A prova de primeira aparência tem por base as presunções naturais ou judiciais, assentes nas regras práticas da experiência, delas retirando o julgador ilações de um facto conhecido para firmar um facto desconhecido. As presunções naturais consistem em tirar ilações pelo juiz de um para outro facto que se encontram ligados por uma especial e particular relação. Estamos perante um juízo de probabilidade em relação ao facto presumido, pelo que as presunções naturais podem ser ilididas mediante simples contraprova. Enquanto as presunções legais, para serem ilididas, carecem de prova do contrário, já as presunções judiciais podem ser ilididas mediante a criação de dúvida sobre a realidade do facto presumido no espírito e mente do juiz. Assim sendo, se a simples contraprova é bastante para colocar em crise o juízo de probabilidade do juiz relativamente ao facto presumido então não se verifica qualquer inversão do ónus da prova, sendo que esta apenas ocorre quando haja uma presunção legal, dispensa ou liberação do ónus da prova, ou convenção válida nesse sentido, e, de um modo geral, sempre que a lei assim o determine.
O rebentamento de petardos e o deflagrar de fumos e flash lights na bancada afeta às claques de um clube é inelutavelmente sinónimo de que os objetos entraram no estádio e de que esses comportamentos tiveram origem em adeptos do referido clube, pois, perante a prova disponível - o relatório do jogo - os actos ocorreram naquela bancada e naquela concreta zona da mesma, é legítimo presumir, com base na experiência de vida (presunções naturais), que os atos foram praticados por adeptos daquele clube e de que não foram cumpridos os deveres de vigilância e formação.

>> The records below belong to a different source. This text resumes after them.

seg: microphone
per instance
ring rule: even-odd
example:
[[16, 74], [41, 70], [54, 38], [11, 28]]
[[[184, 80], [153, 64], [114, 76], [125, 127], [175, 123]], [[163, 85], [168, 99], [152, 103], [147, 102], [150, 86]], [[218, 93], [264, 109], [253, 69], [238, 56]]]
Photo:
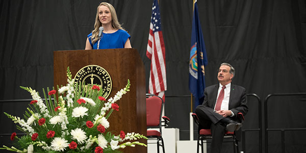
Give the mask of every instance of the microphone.
[[104, 28], [103, 27], [100, 27], [99, 28], [99, 37], [101, 37], [101, 34], [102, 34], [102, 32], [104, 30]]

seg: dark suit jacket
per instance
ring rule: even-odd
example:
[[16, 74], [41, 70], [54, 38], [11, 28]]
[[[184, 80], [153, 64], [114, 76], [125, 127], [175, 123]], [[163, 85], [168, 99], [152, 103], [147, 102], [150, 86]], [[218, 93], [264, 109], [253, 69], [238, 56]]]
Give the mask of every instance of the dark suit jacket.
[[[204, 96], [205, 97], [202, 104], [203, 105], [213, 109], [215, 108], [218, 89], [219, 84], [205, 88], [204, 90]], [[228, 110], [232, 111], [235, 114], [233, 117], [231, 117], [233, 120], [241, 121], [237, 118], [237, 114], [239, 112], [242, 113], [244, 116], [246, 114], [248, 110], [248, 108], [246, 105], [247, 102], [245, 89], [232, 83], [231, 85]], [[201, 128], [201, 127], [199, 126], [199, 128]], [[235, 133], [237, 140], [240, 141], [241, 130], [235, 131]]]
[[[205, 88], [203, 105], [214, 109], [217, 100], [218, 88], [219, 84]], [[232, 83], [231, 85], [228, 110], [234, 113], [235, 116], [237, 116], [239, 112], [245, 115], [248, 110], [246, 103], [245, 89]]]

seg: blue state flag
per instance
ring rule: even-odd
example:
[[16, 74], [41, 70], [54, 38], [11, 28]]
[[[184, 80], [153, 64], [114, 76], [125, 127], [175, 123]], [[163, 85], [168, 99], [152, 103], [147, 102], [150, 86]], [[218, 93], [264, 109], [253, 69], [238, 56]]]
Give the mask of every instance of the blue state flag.
[[196, 1], [194, 3], [194, 8], [189, 59], [189, 90], [194, 96], [194, 107], [195, 108], [202, 104], [204, 98], [207, 56]]

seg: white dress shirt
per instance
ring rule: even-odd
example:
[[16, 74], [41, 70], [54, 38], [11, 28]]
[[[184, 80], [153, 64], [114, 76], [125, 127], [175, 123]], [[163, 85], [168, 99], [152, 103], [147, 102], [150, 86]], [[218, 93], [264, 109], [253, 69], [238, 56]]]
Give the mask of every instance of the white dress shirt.
[[[223, 100], [222, 101], [222, 103], [221, 104], [221, 108], [220, 110], [228, 110], [228, 103], [230, 103], [230, 94], [231, 93], [231, 85], [232, 83], [229, 83], [225, 85], [226, 88], [224, 89], [224, 97], [223, 98]], [[217, 96], [217, 100], [218, 99], [218, 97], [219, 97], [219, 94], [220, 94], [220, 92], [222, 89], [222, 87], [223, 86], [219, 83], [219, 89], [218, 89], [218, 94]], [[217, 103], [217, 100], [216, 100], [215, 104]], [[215, 105], [214, 109], [216, 109], [216, 105]], [[232, 111], [231, 111], [232, 112]], [[234, 113], [232, 112], [231, 117], [233, 117]]]

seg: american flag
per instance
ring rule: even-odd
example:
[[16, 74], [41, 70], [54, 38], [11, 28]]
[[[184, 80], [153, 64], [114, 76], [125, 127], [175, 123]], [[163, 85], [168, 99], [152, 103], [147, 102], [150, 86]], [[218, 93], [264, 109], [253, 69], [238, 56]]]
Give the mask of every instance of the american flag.
[[165, 91], [167, 90], [165, 44], [158, 0], [154, 0], [152, 7], [146, 56], [151, 60], [149, 93], [162, 97], [165, 101]]

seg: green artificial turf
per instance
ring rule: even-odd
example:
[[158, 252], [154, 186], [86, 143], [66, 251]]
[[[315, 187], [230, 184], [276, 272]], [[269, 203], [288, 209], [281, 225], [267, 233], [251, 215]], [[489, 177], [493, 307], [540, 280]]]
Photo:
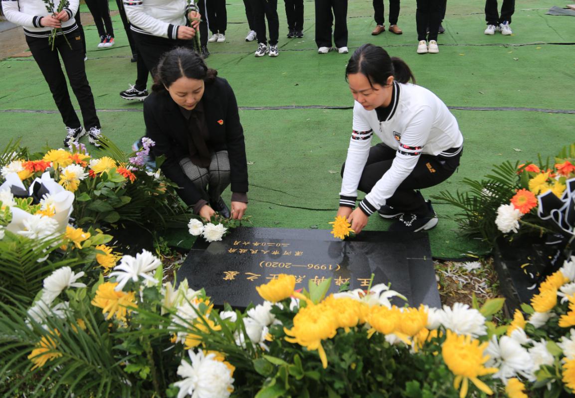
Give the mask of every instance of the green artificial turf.
[[[246, 133], [250, 173], [248, 214], [256, 226], [320, 228], [335, 215], [340, 177], [351, 130], [351, 109], [286, 109], [270, 107], [351, 107], [344, 80], [349, 55], [316, 53], [312, 1], [305, 2], [305, 37], [288, 39], [283, 3], [279, 56], [255, 58], [256, 44], [246, 42], [248, 27], [243, 2], [227, 2], [228, 28], [225, 43], [210, 43], [207, 62], [234, 88]], [[349, 2], [349, 47], [373, 42], [404, 59], [417, 83], [433, 91], [449, 106], [493, 109], [575, 109], [572, 45], [575, 18], [545, 15], [553, 1], [528, 0], [518, 4], [514, 34], [488, 36], [482, 4], [450, 0], [444, 21], [447, 33], [439, 38], [440, 53], [416, 53], [414, 4], [402, 4], [401, 36], [370, 34], [371, 0]], [[117, 9], [115, 2], [110, 3]], [[83, 11], [83, 10], [82, 10]], [[386, 12], [387, 10], [386, 10]], [[102, 131], [123, 150], [144, 133], [141, 103], [125, 101], [118, 93], [133, 84], [136, 64], [130, 62], [119, 16], [113, 18], [116, 44], [98, 49], [97, 32], [85, 26], [86, 70], [99, 110]], [[387, 24], [386, 24], [387, 25]], [[0, 61], [0, 145], [20, 138], [33, 150], [59, 147], [63, 125], [48, 85], [32, 58]], [[77, 103], [72, 101], [77, 107]], [[39, 111], [52, 113], [39, 113]], [[29, 111], [29, 112], [28, 112]], [[462, 188], [464, 177], [480, 178], [494, 164], [535, 160], [538, 153], [553, 156], [573, 141], [575, 115], [521, 110], [453, 111], [465, 137], [462, 164], [443, 184], [424, 191], [425, 196]], [[229, 200], [229, 195], [225, 196]], [[455, 209], [436, 204], [440, 221], [430, 232], [435, 256], [457, 258], [481, 252], [485, 246], [462, 237], [446, 217]], [[386, 229], [389, 221], [372, 217], [367, 229]], [[179, 231], [172, 241], [190, 239]]]

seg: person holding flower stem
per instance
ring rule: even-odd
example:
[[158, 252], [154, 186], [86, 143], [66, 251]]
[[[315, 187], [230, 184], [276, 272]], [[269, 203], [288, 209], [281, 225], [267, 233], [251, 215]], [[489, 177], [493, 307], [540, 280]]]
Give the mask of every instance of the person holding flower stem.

Tratando-se de uma presunção natural, cabe ao clube criar dúvidas no julgador sobre o facto presumido, de forma a não ser sancionado disciplinarmente.
A prova dos factos constitutivos da infração cabe à acusação, sendo que as dificuldades, por parte do órgão de disciplina da federação desportiva, de identificar o concreto individuo autor dos actos podem e devem ser diminuídas com o recurso a esta figura técnica probatória - presunção natural, judicial ou prova prima facie - sem se tornar necessário proceder à inversão do ónus da prova.

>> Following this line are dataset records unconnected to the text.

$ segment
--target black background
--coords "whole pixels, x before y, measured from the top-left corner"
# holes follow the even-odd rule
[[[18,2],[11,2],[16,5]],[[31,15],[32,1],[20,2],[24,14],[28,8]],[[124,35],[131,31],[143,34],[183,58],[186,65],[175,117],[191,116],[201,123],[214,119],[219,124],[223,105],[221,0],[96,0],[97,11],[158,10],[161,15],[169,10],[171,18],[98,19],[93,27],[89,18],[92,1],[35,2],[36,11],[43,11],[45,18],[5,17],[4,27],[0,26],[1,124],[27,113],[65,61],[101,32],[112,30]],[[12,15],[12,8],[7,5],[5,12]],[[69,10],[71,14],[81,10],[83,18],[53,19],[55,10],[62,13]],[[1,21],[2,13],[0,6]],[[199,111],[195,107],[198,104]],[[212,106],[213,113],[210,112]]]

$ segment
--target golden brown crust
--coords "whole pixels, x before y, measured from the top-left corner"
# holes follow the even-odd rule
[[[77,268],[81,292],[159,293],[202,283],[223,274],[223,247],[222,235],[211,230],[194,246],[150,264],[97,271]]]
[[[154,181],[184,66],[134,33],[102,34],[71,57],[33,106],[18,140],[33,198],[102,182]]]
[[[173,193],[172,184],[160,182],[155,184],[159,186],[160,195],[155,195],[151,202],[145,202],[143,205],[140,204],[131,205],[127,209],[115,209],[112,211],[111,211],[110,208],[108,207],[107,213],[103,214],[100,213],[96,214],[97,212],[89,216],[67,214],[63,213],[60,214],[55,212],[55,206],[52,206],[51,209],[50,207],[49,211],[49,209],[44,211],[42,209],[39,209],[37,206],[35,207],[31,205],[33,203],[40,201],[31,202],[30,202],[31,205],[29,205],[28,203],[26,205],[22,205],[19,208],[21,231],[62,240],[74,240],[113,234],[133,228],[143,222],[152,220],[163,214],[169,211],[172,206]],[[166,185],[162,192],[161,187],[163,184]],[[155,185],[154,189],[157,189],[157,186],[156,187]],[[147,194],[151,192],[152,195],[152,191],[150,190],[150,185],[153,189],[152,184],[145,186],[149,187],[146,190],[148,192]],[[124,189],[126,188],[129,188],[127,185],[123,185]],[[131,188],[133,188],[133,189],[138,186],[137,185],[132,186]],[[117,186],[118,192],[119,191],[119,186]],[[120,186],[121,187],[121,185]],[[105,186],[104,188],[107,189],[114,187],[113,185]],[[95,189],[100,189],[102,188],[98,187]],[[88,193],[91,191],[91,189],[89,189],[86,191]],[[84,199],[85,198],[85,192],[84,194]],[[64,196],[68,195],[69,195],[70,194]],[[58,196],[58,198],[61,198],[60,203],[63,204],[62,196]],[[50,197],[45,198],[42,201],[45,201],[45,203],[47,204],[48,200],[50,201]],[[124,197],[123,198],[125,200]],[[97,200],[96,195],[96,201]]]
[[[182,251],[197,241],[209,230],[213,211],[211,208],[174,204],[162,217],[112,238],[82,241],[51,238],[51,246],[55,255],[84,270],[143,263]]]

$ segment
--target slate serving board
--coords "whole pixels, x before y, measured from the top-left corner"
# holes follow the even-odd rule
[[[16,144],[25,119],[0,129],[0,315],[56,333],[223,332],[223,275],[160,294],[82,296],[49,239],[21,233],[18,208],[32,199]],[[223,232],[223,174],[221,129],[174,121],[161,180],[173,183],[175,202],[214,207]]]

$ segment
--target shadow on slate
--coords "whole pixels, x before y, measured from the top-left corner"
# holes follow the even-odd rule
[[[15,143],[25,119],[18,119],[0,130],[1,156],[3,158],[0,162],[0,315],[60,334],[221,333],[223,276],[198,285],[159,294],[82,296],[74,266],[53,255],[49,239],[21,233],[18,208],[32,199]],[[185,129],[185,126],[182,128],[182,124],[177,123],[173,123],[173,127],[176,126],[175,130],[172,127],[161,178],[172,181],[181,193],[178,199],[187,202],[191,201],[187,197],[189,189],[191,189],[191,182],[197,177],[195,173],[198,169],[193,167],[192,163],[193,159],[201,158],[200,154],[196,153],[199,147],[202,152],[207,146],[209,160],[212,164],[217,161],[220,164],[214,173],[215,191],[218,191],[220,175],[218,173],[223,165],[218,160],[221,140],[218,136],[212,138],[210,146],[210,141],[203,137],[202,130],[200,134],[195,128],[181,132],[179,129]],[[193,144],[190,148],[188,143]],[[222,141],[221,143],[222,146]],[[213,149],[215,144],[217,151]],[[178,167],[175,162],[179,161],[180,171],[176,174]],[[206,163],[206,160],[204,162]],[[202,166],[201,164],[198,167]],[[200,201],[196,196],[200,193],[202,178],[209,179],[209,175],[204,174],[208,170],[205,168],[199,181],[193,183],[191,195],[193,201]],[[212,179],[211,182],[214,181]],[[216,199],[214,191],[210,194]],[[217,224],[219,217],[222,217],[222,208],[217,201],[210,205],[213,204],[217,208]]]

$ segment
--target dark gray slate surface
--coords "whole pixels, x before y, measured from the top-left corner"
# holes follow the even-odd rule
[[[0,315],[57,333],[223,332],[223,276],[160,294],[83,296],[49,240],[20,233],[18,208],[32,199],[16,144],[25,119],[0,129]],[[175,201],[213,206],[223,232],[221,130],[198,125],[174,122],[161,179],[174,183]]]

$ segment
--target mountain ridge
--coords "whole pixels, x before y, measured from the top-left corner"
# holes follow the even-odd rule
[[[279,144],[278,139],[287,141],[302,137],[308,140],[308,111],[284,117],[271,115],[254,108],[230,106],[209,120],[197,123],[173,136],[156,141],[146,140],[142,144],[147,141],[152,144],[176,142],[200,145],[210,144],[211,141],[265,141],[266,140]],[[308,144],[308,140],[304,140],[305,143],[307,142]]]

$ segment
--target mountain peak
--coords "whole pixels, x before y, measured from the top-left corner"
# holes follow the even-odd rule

Em caso de verificação dos referidos actos sem que resultem, da investigação, circunstâncias que criem dúvidas no julgador sobre a existência e a origem dos mesmos ou sobre o cumprimento dos deveres de vigilância e formação dos adeptos, deverá haver lugar a sanção disciplinar. Se da investigação, composta por qualquer meio de prova legalmente admissível, resultar a certeza no julgador da inexistência das infrações por parte dos adeptos do clube, o processo disciplinar deverá ser arquivado. Por fim, se da investigação resultar uma dúvida insanável (por o clube ter apontado alguma causa bastante provável de os atos não terem sido praticados por seus adeptos ou de o clube ter cumprido com os seus deveres) o processo disciplinar deverá igualmente ser arquivado pela aplicação do princípio in dubio pro reo.

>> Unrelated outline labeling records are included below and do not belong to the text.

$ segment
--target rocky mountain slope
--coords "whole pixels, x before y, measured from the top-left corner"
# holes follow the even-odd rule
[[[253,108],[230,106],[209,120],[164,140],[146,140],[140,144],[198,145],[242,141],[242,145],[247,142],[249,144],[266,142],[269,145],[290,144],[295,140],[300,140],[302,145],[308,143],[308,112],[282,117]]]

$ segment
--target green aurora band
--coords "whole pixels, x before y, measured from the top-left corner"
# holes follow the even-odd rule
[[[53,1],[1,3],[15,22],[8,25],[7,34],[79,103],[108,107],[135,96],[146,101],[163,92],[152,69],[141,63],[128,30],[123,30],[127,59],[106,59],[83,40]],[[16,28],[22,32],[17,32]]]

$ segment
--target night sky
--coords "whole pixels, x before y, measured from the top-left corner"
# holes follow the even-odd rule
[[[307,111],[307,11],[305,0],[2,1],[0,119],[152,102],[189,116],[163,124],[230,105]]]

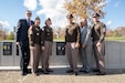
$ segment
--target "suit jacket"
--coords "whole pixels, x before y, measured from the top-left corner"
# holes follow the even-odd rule
[[[31,21],[31,25],[34,24]],[[17,42],[21,43],[21,46],[29,46],[29,39],[28,39],[28,30],[30,25],[27,22],[27,19],[20,19],[17,25]]]
[[[81,29],[81,44],[92,44],[91,29],[87,25]]]

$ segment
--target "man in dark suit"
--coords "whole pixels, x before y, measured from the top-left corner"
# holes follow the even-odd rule
[[[25,19],[20,19],[17,25],[17,44],[21,49],[20,69],[22,71],[22,75],[28,74],[28,65],[30,62],[28,30],[30,25],[34,23],[30,20],[31,15],[31,11],[27,10]]]

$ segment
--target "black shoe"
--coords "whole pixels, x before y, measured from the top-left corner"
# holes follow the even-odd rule
[[[96,75],[105,75],[105,72],[98,72]]]
[[[73,72],[73,70],[67,70],[67,71],[66,71],[66,73],[72,73],[72,72]]]
[[[46,72],[53,72],[51,69],[48,69]]]
[[[77,72],[73,72],[73,75],[79,75],[79,73]]]
[[[31,69],[27,69],[27,73],[31,73]]]
[[[92,70],[93,72],[100,72],[100,70],[97,70],[97,69],[94,69],[94,70]]]
[[[42,69],[38,69],[37,72],[43,72],[43,70]]]
[[[27,72],[21,73],[22,76],[24,76],[24,75],[27,75],[27,74],[28,74]]]
[[[48,72],[48,71],[43,71],[43,73],[44,73],[44,74],[49,74],[49,72]]]
[[[90,71],[80,70],[79,72],[90,73]]]

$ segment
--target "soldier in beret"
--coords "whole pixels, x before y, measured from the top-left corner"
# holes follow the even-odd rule
[[[42,68],[43,73],[49,74],[50,72],[53,72],[51,69],[49,69],[49,59],[50,55],[52,55],[52,44],[53,44],[53,29],[51,28],[52,21],[50,18],[45,20],[45,27],[44,29],[44,52],[42,58]]]
[[[44,50],[43,31],[40,29],[40,18],[37,17],[34,24],[29,29],[30,55],[31,55],[31,72],[38,75],[39,61],[41,51]]]
[[[92,27],[92,39],[93,39],[93,50],[94,58],[96,62],[96,70],[98,72],[97,75],[105,75],[105,61],[104,61],[104,39],[106,34],[106,27],[103,22],[98,20],[100,14],[93,14],[93,27]]]
[[[69,24],[65,30],[65,49],[66,55],[70,63],[70,70],[66,73],[73,73],[77,75],[77,55],[79,55],[79,46],[80,46],[80,27],[79,24],[73,22],[73,15],[66,15],[69,20]]]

Apesar do exposto, não deixa de ser verdade que se o clube não conseguir criar no espírito do julgador a dúvida insanável sobre quem foi o agente do acto ou sobre ter havido violação dos deveres de formação e vigilância dos adeptos, aquele deverá ser punido disciplinarmente, mesmo não se tendo feito prova direta e absoluta da ilicitude e/ou da sua culpa. A utilização de provas indiretas e de presunções judiciais em direito penal é hoje pacificamente aceite pela jurisprudência e tem como fundamento as regras práticas da experiência, que consentem um juízo de probabilidade em relação ao facto presumido, partindo de um facto certo, inferindo-se, por dedução lógica, um facto desconhecido, podendo aquelas presunções ser ilididas mediante simples contraprova, criando a dúvida sobre a realidade do facto presumido no espírito do julgador. Assim sendo, se a simples contraprova é bastante para colocar em crise o juízo de probabilidade do juiz relativamente ao facto presumido, então não se verifica qualquer inversão do ónus da prova. Na verdade, a inversão do ónus da prova apenas ocorre quando haja presunção legal, dispensa ou liberação do ónus da prova, ou convenção válida nesse sentido, e, de um modo geral, sempre que a lei o determine.
As presunções de facto - judiciais, naturais ou hominis - fundam-se nas regras da experiência comum. Pelo exposto e a fortiori entende-se não se vislumbrar qualquer razão para se afastar as presunções judiciais do âmbito do direito disciplinar sancionatório. De um lado encontra-se o interesse público de combate à violência associada ao desporto e, do outro lado, o interesse do clube desportivo em não ser sancionado disciplinarmente por comportamento dos adeptos nos casos em que não haja a certeza absoluta de merecer um juízo de censura.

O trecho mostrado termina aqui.